Однако что же за вещь эта его радость? Он не мог отвести глаза от ее темной, страшной, зловещей фигуры.
Единственной истиной для себя он полагал жизнь без цели, без результата, жизнь исключительно ради чувств… И если такая жизнь привела к этому водовороту мрачных радостей, то ему остается только ввергнуть себя в пучину.
Он опять смотрел на стихи, которые они с Сатоко по очереди переписывали для упражнений, приблизил к свитку лицо, с надеждой вдохнуть тот горьковатый аромат, который окружал Сатоко четырнадцать лет назад. Не чувствуя запаха плесени, он искал аромат, который воскресил бы те давние ощущения. Без всякой связи, не к месту, но свободно он вспоминал печенье, пожалованное императрицей за победу в игре сугороку, – красное печенье в форме хризантемы, ее лепесток и маленькие зубки, и рядом с ними красный цвет расплывается; вкус выпуклых уголков белых хризантем, которые от прикосновения языком превращаются в сладкое месиво… Темные комнаты, привезенная из Киото ширма-экран в осенних травах, совсем как в старом императорском дворце, тихие ночи, легкий зевок Сатоко, скрытый черными волосами… и витающий над всем этим дух печальной утонченности.
И Киёаки ощутил, как он понемногу подводит себя к решению, о котором страшился даже думать.
25
…В сердце Киёаки звонко пропела труба.
«Я хочу Сатоко».
Впервые в жизни его охватило такое ясное, определенное чувство.

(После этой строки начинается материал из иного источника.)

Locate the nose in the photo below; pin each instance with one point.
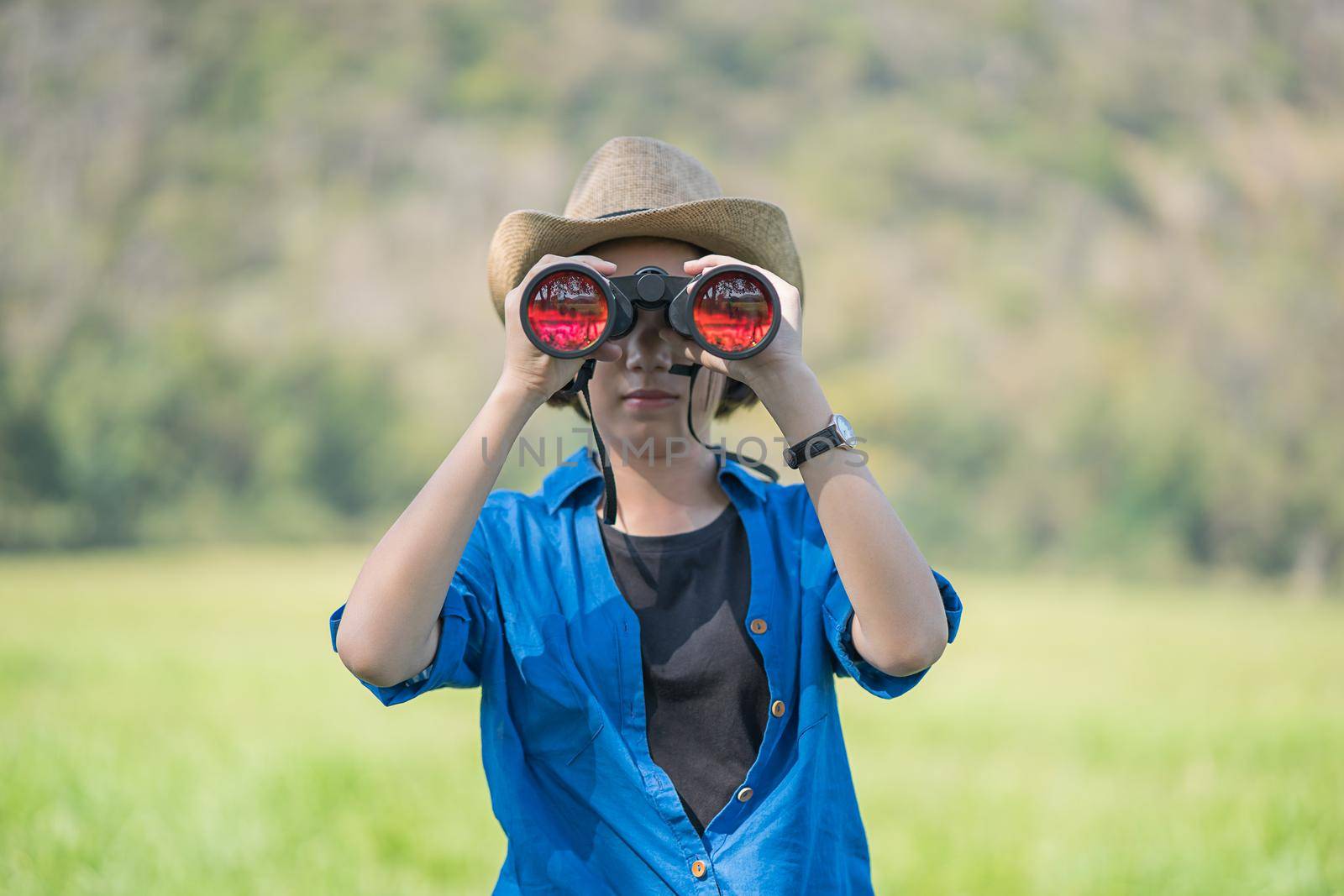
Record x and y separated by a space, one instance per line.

«Утонченность нарушает запреты. Пусть это и высочайшие запреты», – думал он. Его долго сдерживаемая чувственность наконец вылилась в эту мысль. Эта безотчетная чувственность втайне давно требовала рождения определенных идей. И Киёаки понадобилось время, чтобы найти подходящую для себя роль.
«Я хочу Сатоко именно теперь».
Для того чтобы удостовериться в подлинности этого чувства, достаточно оказалось ситуации, когда осуществление желания представлялось абсолютно невозможным.

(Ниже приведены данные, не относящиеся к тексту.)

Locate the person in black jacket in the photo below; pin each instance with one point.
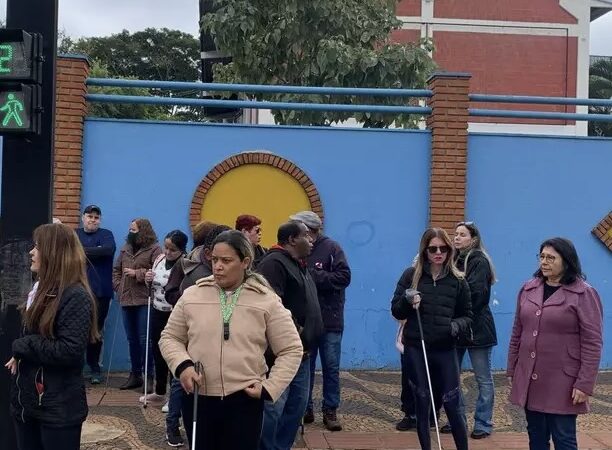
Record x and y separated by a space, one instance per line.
48 401
437 288
331 273
473 260
285 269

Он беспокойно вскочил со стула, снова сел. Всегда наполненное тревогой и меланхолией его тело теперь было налито энергией. Все было не так: как же он заблуждался, считая, что подавлен печалью и растворился в страданиях!..

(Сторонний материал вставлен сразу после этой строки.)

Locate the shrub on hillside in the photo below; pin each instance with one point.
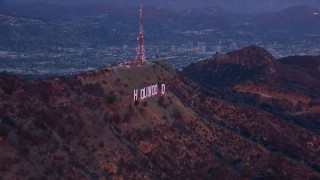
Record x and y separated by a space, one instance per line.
111 97
93 89
176 113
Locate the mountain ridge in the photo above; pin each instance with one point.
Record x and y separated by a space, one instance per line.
90 127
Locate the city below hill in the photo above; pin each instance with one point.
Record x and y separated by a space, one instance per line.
243 114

Он распахнул окно, посмотрел на сверкающий под солнцем пруд, сделал глубокий вдох, и в нос ему ударил запах молодой листвы росшего за окном вяза. Скучившиеся над Кленовой горой облака стали по-летнему прозрачными.
Щеки Киёаки пылали, глаза сверкали. Он стал другим человеком. Ему было всего девятнадцать лет.
26
…В страстных грезах о Сатоко он нетерпеливо ожидал возвращения матери. Пока мать у Аякуры, у него ничего не выйдет. В конце концов, не в силах больше дожидаться ее возвращения, он скинул школьную форму, надел дорогое синее кимоно на легкой подкладке и штаны хакама. Потом приказал слуге нанять рикшу.
В шестом квартале Аоямы он специально отпустил рикшу, сел на трамвай только что открытой линии, доходившей до Роппонги, и вышел на конечной станции. На углу – там, где сворачиваешь к холму Ториидзака, – росли три вяза, оставшиеся от тех, что дали название Роппонги, под ними и после пуска трамвайной линии по-прежнему была крупная вывеска «Стоянка рикш», и возницы в широких шляпах, одетые в синие куртки и узкие короткие штаны, ждали клиентов.
Киёаки подозвал одного, как-то неловко заплатил вперед и попросил побыстрее довезти до дома Аякуры, до которого отсюда было буквально рукой подать.